I am trying to read a CSV file stored in Azure Storage Account. For that, I have installed a spark on my Virtual Machine and trying to read a CSV file in a dataframe from pyspark.

I read somewhere how to do that and I followed the steps and copied the latest hadoop-azure & azure-storage JAR files on my /jar directories.
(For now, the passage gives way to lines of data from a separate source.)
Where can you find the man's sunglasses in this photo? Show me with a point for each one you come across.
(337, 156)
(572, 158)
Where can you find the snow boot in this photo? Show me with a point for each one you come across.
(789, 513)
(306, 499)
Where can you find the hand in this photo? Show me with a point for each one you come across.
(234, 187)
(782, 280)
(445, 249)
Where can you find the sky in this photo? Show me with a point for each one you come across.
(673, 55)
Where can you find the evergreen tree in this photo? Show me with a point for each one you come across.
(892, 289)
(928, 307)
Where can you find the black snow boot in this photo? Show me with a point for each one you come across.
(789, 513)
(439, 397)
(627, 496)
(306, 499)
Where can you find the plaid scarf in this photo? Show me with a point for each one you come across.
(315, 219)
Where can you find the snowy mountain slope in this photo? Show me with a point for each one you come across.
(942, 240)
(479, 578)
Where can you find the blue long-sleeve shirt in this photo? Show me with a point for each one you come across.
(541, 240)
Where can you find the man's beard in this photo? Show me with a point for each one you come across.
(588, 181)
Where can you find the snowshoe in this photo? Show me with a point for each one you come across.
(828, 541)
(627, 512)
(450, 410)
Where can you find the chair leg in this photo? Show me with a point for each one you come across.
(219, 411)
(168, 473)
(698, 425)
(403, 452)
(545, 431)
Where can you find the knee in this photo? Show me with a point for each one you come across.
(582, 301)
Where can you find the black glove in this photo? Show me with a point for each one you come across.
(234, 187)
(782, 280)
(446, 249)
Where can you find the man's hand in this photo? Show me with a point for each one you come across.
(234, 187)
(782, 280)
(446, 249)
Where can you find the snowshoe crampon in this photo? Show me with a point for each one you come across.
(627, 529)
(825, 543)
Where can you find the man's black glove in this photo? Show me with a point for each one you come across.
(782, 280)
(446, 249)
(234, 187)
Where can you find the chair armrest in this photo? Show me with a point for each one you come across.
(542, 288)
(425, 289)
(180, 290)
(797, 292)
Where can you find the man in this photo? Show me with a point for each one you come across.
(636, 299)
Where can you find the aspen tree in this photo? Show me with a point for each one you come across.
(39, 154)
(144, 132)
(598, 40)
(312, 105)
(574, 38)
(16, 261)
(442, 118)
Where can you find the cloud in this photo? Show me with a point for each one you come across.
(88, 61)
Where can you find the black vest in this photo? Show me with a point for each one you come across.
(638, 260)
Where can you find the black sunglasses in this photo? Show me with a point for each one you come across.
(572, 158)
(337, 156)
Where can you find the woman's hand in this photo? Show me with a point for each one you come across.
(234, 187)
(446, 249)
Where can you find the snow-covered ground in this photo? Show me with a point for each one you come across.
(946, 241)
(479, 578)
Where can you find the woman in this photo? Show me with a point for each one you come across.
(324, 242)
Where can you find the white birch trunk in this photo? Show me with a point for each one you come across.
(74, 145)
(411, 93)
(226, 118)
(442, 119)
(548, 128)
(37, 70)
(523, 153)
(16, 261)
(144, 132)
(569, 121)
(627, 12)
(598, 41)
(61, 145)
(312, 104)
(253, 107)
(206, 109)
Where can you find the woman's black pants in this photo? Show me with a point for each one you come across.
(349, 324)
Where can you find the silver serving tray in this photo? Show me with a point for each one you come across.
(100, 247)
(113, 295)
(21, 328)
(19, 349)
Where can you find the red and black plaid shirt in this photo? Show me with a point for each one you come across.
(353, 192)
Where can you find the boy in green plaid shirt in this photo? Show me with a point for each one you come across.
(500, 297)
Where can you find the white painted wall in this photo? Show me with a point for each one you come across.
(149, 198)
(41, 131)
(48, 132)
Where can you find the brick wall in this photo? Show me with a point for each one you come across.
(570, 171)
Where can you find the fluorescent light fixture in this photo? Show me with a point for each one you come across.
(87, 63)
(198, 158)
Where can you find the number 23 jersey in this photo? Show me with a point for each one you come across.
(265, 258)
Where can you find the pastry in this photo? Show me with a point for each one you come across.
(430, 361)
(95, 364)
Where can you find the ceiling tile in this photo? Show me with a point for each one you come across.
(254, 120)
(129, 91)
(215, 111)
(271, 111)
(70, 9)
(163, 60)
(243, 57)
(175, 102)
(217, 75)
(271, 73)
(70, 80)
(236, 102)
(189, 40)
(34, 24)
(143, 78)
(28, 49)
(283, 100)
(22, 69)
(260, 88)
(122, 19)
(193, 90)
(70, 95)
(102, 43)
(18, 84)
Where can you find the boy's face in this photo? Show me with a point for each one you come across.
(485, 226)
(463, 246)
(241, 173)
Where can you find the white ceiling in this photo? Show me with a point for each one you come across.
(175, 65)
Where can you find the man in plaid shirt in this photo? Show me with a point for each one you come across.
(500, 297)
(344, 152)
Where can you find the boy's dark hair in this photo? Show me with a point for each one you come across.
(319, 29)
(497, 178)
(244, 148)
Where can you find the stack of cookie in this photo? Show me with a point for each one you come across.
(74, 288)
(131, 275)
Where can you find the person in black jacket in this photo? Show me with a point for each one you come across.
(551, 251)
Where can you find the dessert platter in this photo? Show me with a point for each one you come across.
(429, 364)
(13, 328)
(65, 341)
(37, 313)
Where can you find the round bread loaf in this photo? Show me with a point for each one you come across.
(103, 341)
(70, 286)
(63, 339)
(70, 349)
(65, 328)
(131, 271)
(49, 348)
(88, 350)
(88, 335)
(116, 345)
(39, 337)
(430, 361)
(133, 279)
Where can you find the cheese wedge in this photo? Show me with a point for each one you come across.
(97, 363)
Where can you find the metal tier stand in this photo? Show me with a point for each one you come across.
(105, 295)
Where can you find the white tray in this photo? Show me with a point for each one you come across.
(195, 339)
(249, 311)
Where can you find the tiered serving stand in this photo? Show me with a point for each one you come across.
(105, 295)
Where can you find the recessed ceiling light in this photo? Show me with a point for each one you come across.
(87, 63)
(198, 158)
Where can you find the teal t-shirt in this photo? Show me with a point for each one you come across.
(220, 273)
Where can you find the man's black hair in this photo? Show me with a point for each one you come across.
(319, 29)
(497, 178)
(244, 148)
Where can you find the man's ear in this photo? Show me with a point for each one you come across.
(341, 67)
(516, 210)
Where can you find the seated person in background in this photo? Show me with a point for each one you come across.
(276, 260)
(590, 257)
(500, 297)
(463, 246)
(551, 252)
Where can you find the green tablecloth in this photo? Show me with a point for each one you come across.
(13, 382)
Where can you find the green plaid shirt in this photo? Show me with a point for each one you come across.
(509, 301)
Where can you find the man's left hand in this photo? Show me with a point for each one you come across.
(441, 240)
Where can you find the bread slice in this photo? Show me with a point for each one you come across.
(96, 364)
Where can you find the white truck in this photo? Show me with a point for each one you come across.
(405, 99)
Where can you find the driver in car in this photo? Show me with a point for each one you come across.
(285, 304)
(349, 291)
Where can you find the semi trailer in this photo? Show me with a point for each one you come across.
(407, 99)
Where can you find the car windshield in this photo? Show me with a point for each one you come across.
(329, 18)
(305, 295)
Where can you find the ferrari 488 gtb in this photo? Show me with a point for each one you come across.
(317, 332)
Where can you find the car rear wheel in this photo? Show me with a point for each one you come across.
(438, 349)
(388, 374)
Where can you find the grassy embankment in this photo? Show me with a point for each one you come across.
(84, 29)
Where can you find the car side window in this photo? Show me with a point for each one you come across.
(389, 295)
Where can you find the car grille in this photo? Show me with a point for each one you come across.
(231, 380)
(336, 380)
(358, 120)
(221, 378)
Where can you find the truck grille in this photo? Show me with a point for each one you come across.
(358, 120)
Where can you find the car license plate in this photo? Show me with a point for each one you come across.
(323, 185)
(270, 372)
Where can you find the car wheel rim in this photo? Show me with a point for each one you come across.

Then, I came up with this error:-

NoClassDefFoundError: org/apache/hadoop/fs/StreamCapabilities

I searched for this error and found that I need to refer hadoop-azure-2.8.5.jar instead of latest hadoop-azure JAR. So, I replaced this JAR with the latest hadoop-azure jar and again executed my pyspark code.

After executing my code, I encountered with another error: -

: java.lang.NoSuchMethodError: org.apache.hadoop.security.ProviderUtils.excludeIncompatibleCredentialProviders(Lorg/apache/hadoop/conf/Configuration;Ljava/lang/Class;)Lorg/apache/hadoop/conf/Configuration;

Also, below is my pyspark code: -

from pyspark import SparkContext
from pyspark.sql import SparkSession
from pyspark.sql import Window
from pyspark.sql.types import *
from pyspark.sql.functions import *

spark = SparkSession.builder.getOrCreate()
storage_account_name = "<storage_account_name>"
storage_account_access_key = "<storage_account_access_key>"
spark.conf.set("fs.azure.account.key." + storage_account_name + ".blob.core.windows.net",storage_account_access_key)
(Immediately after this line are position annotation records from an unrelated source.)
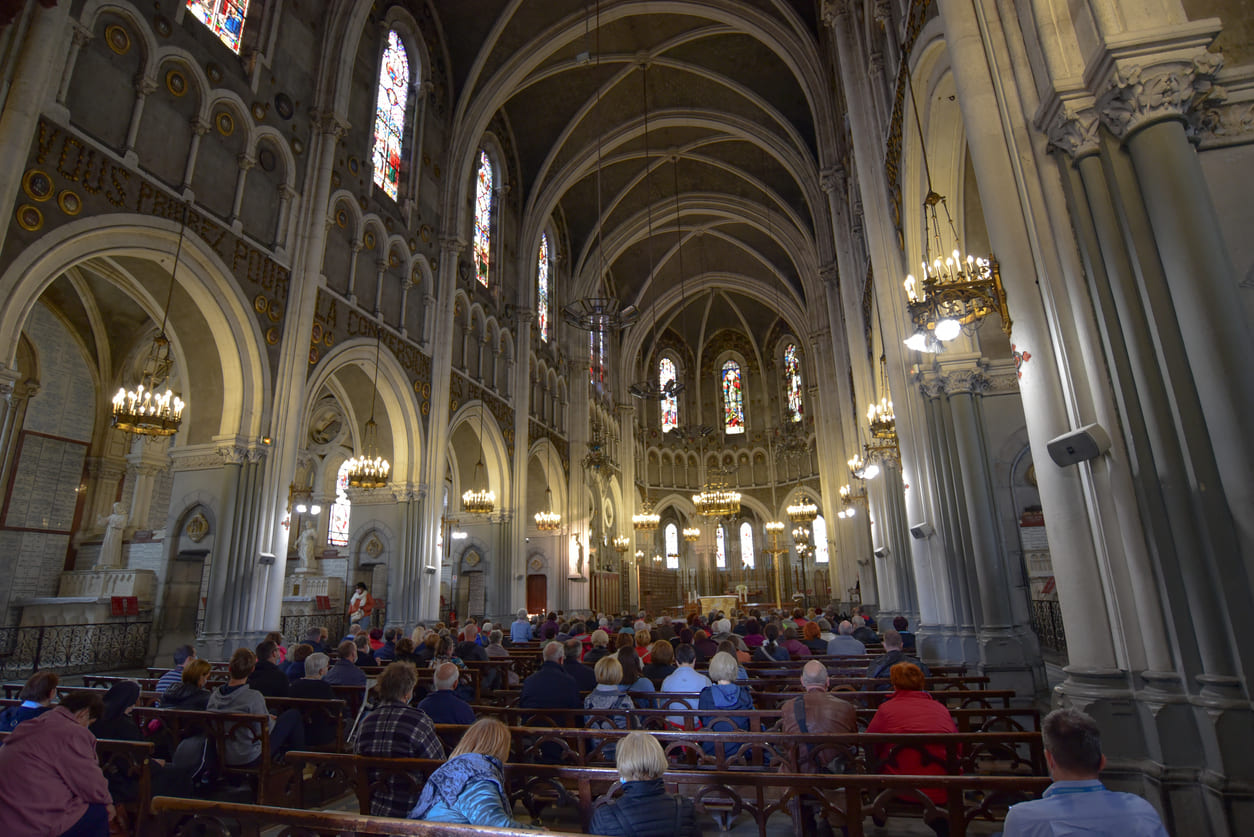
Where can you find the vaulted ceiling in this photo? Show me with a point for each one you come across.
(679, 142)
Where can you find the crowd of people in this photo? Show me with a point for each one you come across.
(605, 664)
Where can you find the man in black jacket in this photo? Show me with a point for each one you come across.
(267, 678)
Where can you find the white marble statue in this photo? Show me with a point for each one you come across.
(110, 547)
(305, 543)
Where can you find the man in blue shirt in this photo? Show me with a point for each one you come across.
(1077, 802)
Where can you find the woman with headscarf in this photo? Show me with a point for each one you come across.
(470, 787)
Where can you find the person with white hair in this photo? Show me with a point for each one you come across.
(444, 705)
(844, 644)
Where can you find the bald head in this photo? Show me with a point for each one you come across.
(814, 675)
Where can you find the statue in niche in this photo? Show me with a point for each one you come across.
(305, 543)
(110, 547)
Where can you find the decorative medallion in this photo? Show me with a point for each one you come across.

spark._jsc.hadoopConfiguration().set("fs.wasbs.impl","org.apache.hadoop.fs.azure.NativeAzureFileSystem")
spark._jsc.hadoopConfiguration().set("fs.azure", "org.apache.hadoop.fs.azure.NativeAzureFileSystem")
spark._jsc.hadoopConfiguration().set("fs.azure.account.key.my_account.blob.core.windows.net", "storage_account_access_key")


df = spark.read.format("csv").option("inferSchema", "true").load("wasbs://<container_name>@<storage_account_name>.blob.core.windows.net/<path_to_csv>/sample_file.csv")
df.show()
1
Could you please check if hadoop-azure version matches your spark hadoop version?Jim Xu

1 Answers

1
votes

I searched for this and tried various hadoop-azure JAR versions. The one which worked for me was hadoop-azure-2.7.0.jar.

With this JAR version, I was able to read the CSV file from Blob storage.